Das politische Berlin hat wieder in den Wahlkampfmodus geschaltet. Beim Thema Steuern laufen scharfe Trennlinien zwischen Schwarz-Gelb und Rot-Grün. Und ein Wort ist dabei immer deutlicher zu vernehmen: Steuererhöhungen.

Von Constanze Hacke | 17.12.2012
    Gerechtigkeit. Das Gerecht sein: Prinzip eines staatlichen oder gesellschaftlichen Verhaltens, das jedem gleichermaßen sein Recht gewährt.

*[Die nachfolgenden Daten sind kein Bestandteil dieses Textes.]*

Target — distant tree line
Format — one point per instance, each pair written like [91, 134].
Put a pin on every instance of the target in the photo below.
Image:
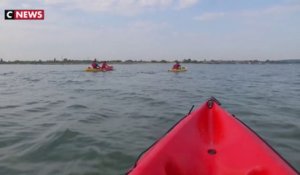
[130, 61]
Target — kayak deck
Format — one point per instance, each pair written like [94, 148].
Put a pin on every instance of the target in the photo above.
[210, 141]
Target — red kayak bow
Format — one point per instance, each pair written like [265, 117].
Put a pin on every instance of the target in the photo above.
[211, 141]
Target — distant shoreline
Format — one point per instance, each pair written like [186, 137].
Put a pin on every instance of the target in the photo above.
[67, 61]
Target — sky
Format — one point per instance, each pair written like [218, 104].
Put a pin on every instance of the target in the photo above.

    Zumindest der Duden hat eine recht klare Vorstellung von dem, was Gerechtigkeit bedeutet. In der Politik dagegen könnten die Gegensätze größer nicht sein. Für die Steuerpolitik gilt das ganz besonders. Dabei sind sich alle Parteien einig darin, dass ein Steuersystem gerecht sein sollte. Nur die Frage danach, was ein gerechtes Steuersystem überhaupt ausmacht, wird äußerst unterschiedlich beantwortet.

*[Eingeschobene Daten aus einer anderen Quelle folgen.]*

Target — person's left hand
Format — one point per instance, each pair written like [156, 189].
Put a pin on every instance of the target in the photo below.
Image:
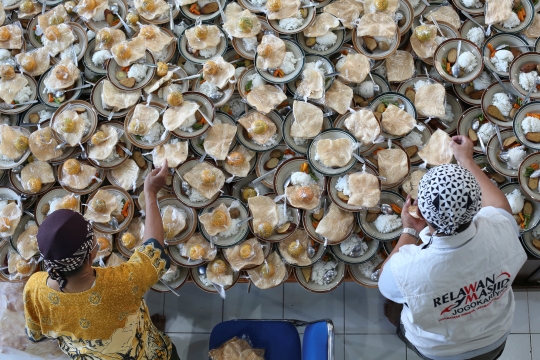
[408, 220]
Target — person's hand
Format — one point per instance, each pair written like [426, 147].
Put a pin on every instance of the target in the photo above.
[408, 220]
[463, 149]
[156, 179]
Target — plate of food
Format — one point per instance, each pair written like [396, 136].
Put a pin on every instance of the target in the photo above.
[110, 209]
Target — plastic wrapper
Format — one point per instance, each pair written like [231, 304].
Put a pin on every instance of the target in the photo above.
[108, 37]
[218, 140]
[266, 98]
[393, 165]
[423, 41]
[16, 39]
[270, 274]
[201, 37]
[241, 23]
[354, 68]
[174, 221]
[63, 38]
[12, 144]
[35, 174]
[410, 185]
[438, 150]
[430, 100]
[265, 216]
[69, 125]
[400, 66]
[10, 88]
[206, 172]
[96, 212]
[365, 190]
[43, 144]
[129, 51]
[335, 225]
[180, 116]
[271, 52]
[133, 236]
[155, 40]
[378, 24]
[197, 249]
[160, 8]
[13, 339]
[364, 126]
[447, 14]
[41, 58]
[322, 25]
[109, 140]
[396, 121]
[347, 11]
[294, 248]
[236, 349]
[246, 254]
[238, 161]
[334, 153]
[259, 127]
[80, 180]
[287, 9]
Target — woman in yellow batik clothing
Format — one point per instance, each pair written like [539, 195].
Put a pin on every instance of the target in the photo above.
[98, 313]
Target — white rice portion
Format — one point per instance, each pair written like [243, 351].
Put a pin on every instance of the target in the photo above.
[100, 56]
[137, 71]
[292, 23]
[250, 44]
[516, 156]
[23, 95]
[319, 269]
[289, 62]
[387, 223]
[343, 185]
[502, 60]
[348, 245]
[367, 267]
[301, 179]
[476, 35]
[486, 131]
[467, 61]
[502, 102]
[483, 81]
[530, 124]
[516, 200]
[528, 80]
[512, 21]
[414, 138]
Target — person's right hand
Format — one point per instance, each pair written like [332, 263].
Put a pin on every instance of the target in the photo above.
[463, 149]
[156, 179]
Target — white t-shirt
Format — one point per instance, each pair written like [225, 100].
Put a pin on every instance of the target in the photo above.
[457, 289]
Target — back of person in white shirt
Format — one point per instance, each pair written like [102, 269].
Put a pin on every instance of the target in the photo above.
[451, 297]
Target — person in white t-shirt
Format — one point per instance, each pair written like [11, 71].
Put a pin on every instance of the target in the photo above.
[455, 290]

    Das wird besonders deutlich, seitdem das politische Berlin in den Wahlkampfmodus geschaltet hat. Die Trennlinien zwischen Schwarz-Gelb auf der einen Seite und Rot-Grün auf der anderen Seite verlaufen scharf. Der Steuerwahlkampf gewinnt an Fahrt. Anders als 2005 und 2009 dreht sich die Diskussion diesmal aber weniger um Reformen und Vereinfachung, sondern um ganz grundlegende Fragen der Gerechtigkeit. Bei den vergangenen Bundestagswahlen stand die Forderung nach einer Entlastung bei Steuern und Abgaben im Zentrum – bei fast allen Parteien. Nun ist ein neuer Tonfall zu hören. Und ein Wort ist dabei immer deutlicher zu vernehmen: Steuererhöhungen. Auch für den SPD-Kanzlerkandidaten Peer Steinbrück kein Tabu mehr.

    "Die SPD mit einer Bundesregierung unter meiner Führung wird deshalb aus guten Gründen nicht alle Steuern für alle, aber einige Steuern für einige erhöhen. Und wir werden dies nicht verzagt, nicht verschämt machen, sondern gut begründet machen."

    Diejenigen, die oben in der Einkommenspyramide stehen, sollen mehr Lasten schultern. Daher plant die SPD, den Spitzensteuersatz bei der Einkommensteuer anzuheben und das Ehegattensplitting zu reformieren. Für Kapitalerträge sollen Anleger wieder mehr Steuern zahlen. Auch das Aufkommen der Erbschaftsteuer wollen die Sozialdemokraten erhöhen – allerdings mit Freibeträgen für nahe Angehörige und Betriebsvermögen.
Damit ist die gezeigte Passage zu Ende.